The Securities and Exchange Commission’s (“SEC”) Office of Compliance Inspections and Examinations released a “Risk Alert” on January 28, 2014, which focuses on the due diligence investment advisers perform in alternative investments[1] and managers for their clients. After observing an increasing trend in advisers recommending alternative investments to their clients, the SEC examined a group of SEC-registered investment advisers, who collectively manage more than $2 trillion. The purpose of the examination and the Risk Alert is to review how the advisers perform due diligence, utilize investment teams to review fund structures and complex investment strategies, and identify, control and disclose conflicts of interest.

While the Risk Alert focuses on the narrow market segment of advisers who recommend to their clients discretionary investments in alternative investments managed by outside advisers/managers, the recommendations and due diligence practices can serve as practical guidance for all investment advisers and fund managers.

Observations

The SEC notes four primary trends in the due diligence that advisers perform on alternative investments and their managers:

  1. Position-level transparency and client risk mitigation
  2. Use of third parties to supplement and validate information provided by managers
  3. Quantitative analyses and risk measures on the investment and managers
  4. Enhancing and expanding due diligence teams and policies

Warning Indicators

The SEC notes a number of red flags that advisers find with respect to managers that warrant additional due diligence. These warning signs include:

  • managers who refuse transparency requests;
  • performance returns that conflict with factors known to be associated with the manager’s strategy;
  • unclear investment and research process;
  • lack of a sufficient control environment and separation of duties between the business and investment units;
  • portfolio holdings that conflict with a purported strategy;
  • insufficiently knowledgeable personnel to carry out the strategy intended to be implemented;
  • changes in manager investment style;
  • investments that are overly complex or opaque;
  • lack of third-party administrator;
  • inexperienced auditor;
  • repeated changes in service providers;
  • unfavorable background check results;
  • discovery of undisclosed conflicts of interest;
  • insufficient compliance or operational programs; and
  • lack of sufficient fair valuation process.

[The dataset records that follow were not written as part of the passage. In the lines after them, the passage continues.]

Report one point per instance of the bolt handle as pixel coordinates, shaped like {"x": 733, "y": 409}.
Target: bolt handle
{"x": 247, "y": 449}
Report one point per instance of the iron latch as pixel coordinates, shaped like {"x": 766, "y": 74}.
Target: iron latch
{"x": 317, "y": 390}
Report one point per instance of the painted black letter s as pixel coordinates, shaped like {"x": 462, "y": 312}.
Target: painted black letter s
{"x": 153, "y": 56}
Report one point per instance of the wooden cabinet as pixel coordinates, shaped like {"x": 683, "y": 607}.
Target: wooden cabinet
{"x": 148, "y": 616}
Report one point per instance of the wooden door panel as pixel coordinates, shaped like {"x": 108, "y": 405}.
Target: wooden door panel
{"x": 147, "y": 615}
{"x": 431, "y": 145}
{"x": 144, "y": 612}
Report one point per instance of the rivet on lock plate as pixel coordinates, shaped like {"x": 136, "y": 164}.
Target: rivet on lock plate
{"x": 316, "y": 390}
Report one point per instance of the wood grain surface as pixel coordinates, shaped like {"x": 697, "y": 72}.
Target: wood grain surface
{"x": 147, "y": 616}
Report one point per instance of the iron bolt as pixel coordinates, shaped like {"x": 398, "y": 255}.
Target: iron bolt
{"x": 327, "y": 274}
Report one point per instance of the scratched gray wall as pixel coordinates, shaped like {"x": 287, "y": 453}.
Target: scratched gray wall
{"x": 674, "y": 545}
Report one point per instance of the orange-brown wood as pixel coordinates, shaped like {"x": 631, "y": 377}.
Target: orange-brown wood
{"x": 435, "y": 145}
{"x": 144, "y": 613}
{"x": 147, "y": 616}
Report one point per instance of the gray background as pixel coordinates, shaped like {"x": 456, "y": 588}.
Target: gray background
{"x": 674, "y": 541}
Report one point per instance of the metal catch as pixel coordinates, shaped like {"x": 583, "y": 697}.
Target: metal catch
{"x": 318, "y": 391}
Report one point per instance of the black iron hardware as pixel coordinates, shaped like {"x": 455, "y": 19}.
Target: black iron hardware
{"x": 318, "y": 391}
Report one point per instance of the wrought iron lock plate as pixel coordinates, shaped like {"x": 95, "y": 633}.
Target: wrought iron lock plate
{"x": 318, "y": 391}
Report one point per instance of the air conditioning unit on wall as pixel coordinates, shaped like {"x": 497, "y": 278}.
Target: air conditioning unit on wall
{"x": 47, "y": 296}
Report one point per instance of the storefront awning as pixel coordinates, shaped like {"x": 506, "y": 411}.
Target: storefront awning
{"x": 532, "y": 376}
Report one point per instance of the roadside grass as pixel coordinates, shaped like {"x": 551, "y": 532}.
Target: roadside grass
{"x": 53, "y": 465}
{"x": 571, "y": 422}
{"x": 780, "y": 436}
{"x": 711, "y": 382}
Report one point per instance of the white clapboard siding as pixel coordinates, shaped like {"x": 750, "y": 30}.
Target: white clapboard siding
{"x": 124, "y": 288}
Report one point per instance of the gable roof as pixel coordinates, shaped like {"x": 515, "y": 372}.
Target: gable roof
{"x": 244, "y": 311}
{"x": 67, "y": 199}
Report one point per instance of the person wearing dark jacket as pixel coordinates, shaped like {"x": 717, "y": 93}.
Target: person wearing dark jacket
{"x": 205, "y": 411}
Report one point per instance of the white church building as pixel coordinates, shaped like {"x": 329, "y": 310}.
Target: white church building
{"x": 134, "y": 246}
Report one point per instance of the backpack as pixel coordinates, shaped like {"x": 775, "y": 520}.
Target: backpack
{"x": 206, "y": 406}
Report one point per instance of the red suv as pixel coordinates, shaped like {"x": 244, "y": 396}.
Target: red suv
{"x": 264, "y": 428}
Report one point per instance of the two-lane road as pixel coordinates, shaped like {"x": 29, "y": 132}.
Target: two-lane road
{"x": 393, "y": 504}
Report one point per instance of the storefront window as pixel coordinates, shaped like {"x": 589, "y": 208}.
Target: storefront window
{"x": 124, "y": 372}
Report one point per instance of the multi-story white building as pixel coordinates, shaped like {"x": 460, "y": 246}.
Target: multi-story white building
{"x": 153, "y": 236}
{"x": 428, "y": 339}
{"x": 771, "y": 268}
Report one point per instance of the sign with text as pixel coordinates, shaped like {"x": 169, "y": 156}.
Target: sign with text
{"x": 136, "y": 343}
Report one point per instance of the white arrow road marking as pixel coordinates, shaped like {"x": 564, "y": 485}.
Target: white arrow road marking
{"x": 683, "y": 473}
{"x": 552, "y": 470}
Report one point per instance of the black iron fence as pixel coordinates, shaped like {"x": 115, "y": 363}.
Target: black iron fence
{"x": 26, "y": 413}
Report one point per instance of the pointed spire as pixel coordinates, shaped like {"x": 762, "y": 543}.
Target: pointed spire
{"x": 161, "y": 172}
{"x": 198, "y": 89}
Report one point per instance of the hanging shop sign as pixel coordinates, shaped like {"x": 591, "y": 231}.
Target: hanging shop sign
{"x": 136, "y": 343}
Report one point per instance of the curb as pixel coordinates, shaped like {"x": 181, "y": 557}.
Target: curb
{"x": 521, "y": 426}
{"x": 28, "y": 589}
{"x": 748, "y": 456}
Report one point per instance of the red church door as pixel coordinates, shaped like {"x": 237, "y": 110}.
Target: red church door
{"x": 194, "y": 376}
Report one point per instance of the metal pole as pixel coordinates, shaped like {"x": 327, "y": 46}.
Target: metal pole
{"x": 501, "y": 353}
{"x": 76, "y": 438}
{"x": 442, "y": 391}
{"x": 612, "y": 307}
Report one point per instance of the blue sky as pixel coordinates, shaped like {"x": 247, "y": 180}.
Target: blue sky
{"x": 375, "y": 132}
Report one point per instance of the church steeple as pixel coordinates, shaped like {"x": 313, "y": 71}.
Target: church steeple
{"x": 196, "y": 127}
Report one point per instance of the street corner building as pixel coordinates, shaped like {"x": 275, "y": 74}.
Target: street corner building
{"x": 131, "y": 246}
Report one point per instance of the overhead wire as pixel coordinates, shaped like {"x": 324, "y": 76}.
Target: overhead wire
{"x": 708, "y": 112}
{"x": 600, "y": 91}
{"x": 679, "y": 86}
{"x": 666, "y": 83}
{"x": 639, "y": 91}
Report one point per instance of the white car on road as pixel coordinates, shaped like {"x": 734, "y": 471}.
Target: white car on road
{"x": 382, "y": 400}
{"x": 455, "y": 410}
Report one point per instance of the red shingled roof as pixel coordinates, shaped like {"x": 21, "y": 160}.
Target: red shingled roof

Advisers should review whether their due diligence process identifies these warning indicators and whether there are additional warning indicators they should consider to meet their fiduciary obligations. 

Adviser Compliance Practices

The SEC identifies the areas in which they found material deficiencies or control weaknesses with the investment advisers. Based on the deficiencies the SEC identifies, advisers who recommend alternative investments should ensure:

  • the due diligence policies and procedures for alternative investments/managers are reviewed annually;
  • disclosures made to clients do not deviate from actual practices, are consistent with fiduciary principles and describe any notable exceptions to the adviser’s typical due diligence process;
  • marketing materials are not misleading or unsubstantiated regarding the scope and depth of the due diligence process;
  • due diligence processes are written policies that contain sufficient detail and require adequate documentation; and
  • if responsibilities are delegated to third-party service providers, periodic reviews of those service providers’ adherence to their agreements.

Conclusion

The SEC reminds advisers that they are fiduciaries and must act in the best interest of their clients. In order to meet their fiduciary obligations when selecting alternative investments for clients, an adviser must evaluate whether such investment meets the client’s investment objectives and is consistent with the strategies and principles of investment presented to the adviser by the manager.

While the Risk Alert focuses on a narrow market segment of advisers, the recommendations and due diligence practices have a broader application. Any SEC-registered adviser, exempt reporting adviser or state-registered adviser can review their own operational due diligence policies and procedures to see if they can be bolstered by incorporating any of the recommendations contained in the Risk Alert. Further, managers of alternative investments should consider whether any of their practices or policies are included in the list of warning indicators and make the changes necessary to smoothly pass an adviser’s due diligence process.


[1] Included in the SEC’s definition of “alternative investments” are hedge funds, private equity funds, venture capital funds, real estate funds, funds of private funds, and other private funds.